Matching of costs and revenues idea is described in the International Accounting Standards 'Expenses are identified in the income statement on the source of a direct association among the costs acquired and the earnings of particular items of income. This process includes the concurrent or combined recognition of revenues and expenses which result directly and jointly from similar association or other events. Though, the application of the matching concept does not permit the recognition of items in the Balance Sheet that do not meet the definition of assets or liabilities.'

Other words, the meaning of matching concept is it is essential to periodically match the costs and revenues to observe the results of a specific period. This period is termed as accounting year. For every business it is necessary to find out the profit or loss after periodic intervals. In fact, real profit or loss can be observed only after the business is closed down. But in the previous concept we have observed that any business organization is a going concern and not probable to shut down in the near future. So it is essential to match the revenue and expenditure on periodic basis. This period is generally for one year and is termed as accounting year.
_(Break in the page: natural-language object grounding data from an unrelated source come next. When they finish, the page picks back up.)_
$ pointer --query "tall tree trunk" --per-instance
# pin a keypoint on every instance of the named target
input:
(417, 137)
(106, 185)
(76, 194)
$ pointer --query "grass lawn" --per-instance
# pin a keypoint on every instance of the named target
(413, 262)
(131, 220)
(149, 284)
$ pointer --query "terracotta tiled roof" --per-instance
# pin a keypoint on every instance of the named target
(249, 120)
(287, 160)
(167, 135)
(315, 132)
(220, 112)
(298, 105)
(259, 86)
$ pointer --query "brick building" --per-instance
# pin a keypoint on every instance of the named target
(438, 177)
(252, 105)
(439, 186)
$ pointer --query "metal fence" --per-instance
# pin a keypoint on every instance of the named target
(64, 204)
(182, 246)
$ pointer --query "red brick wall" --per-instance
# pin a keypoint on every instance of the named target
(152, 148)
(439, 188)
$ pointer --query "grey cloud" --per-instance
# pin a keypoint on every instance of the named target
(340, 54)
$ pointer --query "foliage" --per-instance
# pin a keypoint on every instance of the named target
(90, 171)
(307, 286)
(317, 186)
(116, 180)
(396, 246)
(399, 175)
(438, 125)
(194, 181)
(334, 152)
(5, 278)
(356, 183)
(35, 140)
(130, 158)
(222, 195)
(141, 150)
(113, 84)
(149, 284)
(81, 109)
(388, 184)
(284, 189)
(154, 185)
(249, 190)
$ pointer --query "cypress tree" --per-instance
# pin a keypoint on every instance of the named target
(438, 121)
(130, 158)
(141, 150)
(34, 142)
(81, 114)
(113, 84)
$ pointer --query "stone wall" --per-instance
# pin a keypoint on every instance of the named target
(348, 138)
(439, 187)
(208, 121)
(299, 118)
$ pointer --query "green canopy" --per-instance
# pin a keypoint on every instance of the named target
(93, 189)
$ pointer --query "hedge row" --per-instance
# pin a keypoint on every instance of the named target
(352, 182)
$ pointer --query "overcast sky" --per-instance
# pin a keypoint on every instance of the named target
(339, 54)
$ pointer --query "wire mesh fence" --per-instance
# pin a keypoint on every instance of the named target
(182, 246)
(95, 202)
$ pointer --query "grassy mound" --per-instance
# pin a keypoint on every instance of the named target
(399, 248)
In example of limited companies established within the Companies Act, 1956, 1st accounting year in case of a company can be of one and half year but consequent accounting years must be of one year duration. A business organization is free to choose the accounting year that is a calendar year can be adopted like accounting year or financial year starting from 1st April to 31st March could be an accounting year. The assessment year for income tax reason is all the time from 1st April to 31st March and therefore many organizations adopt this period like accounting year.